Algorithm Introduction

Perform Peter-Clark algorithm for causal discovery on the augmented data set that captures the unobserved changing factors (CD-NOD, 1).


from import cdnod
G = cdnod(data, c_indx, alpha, indep_test, stable, uc_rule, uc_priority, mvpc, correction_name)


data: numpy.ndarray, shape (n_samples, n_features). Data, where n_samples is the number of samples and n_features is the number of features.

c_indx: time index or domain index that captures the unobserved changing factors.

alpha: desired significance level (float) in (0, 1).

indep_test: Independence test method function.
  • fisherz”: Fisher’s Z conditional independence test.

  • chisq”: Chi-squared conditional independence test.

  • gsq”: G-squared conditional independence test.

  • kci”: kernel-based conditional independence test. (As a kernel method, its complexity is cubic in the sample size, so it might be slow if the same size is not small.)

  • mv_fisherz”: Missing-value Fisher’s Z conditional independence test.

stable: run stabilized skeleton discovery if True (default = True).

uc_rule: how unshielded colliders are oriented.
  • 0: run uc_sepset.

  • 1: run maxP. Orient an unshielded triple X-Y-Z as a collider with an aditional CI test.

  • 2: run definiteMaxP. Orient only the definite colliders in the skeleton and keep track of all the definite non-colliders as well.

uc_priority: rule of resolving conflicts between unshielded colliders.
  • -1: whatever is default in uc_rule.

  • 0: overwrite.

  • 1: orient bi-directed.

  • 2: prioritize existing colliders.

  • 3: prioritize stronger colliders.

  • 4: prioritize stronger* colliders.

mvpc: use missing-value PC or not.
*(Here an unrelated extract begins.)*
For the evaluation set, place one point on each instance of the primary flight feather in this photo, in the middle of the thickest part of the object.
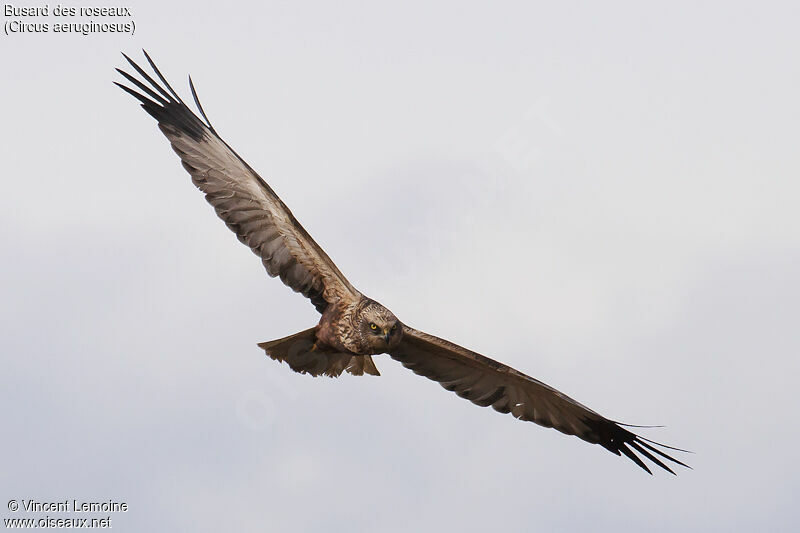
(354, 327)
Default (and suggested for CDNOD): False.

correction_name. Missing value correction if using missing-value PC. Default: ‘MV_Crtn_Fisher_Z’


cg : a CausalGraph object. Nodes in the graph correspond to the column indices in the data.


Huang, B., Zhang, K., Zhang, J., Ramsey, J. D., Sanchez-Romero, R., Glymour, C., & Schölkopf, B. (2020). Causal Discovery from Heterogeneous/Nonstationary Data. J. Mach. Learn. Res., 21(89), 1-53.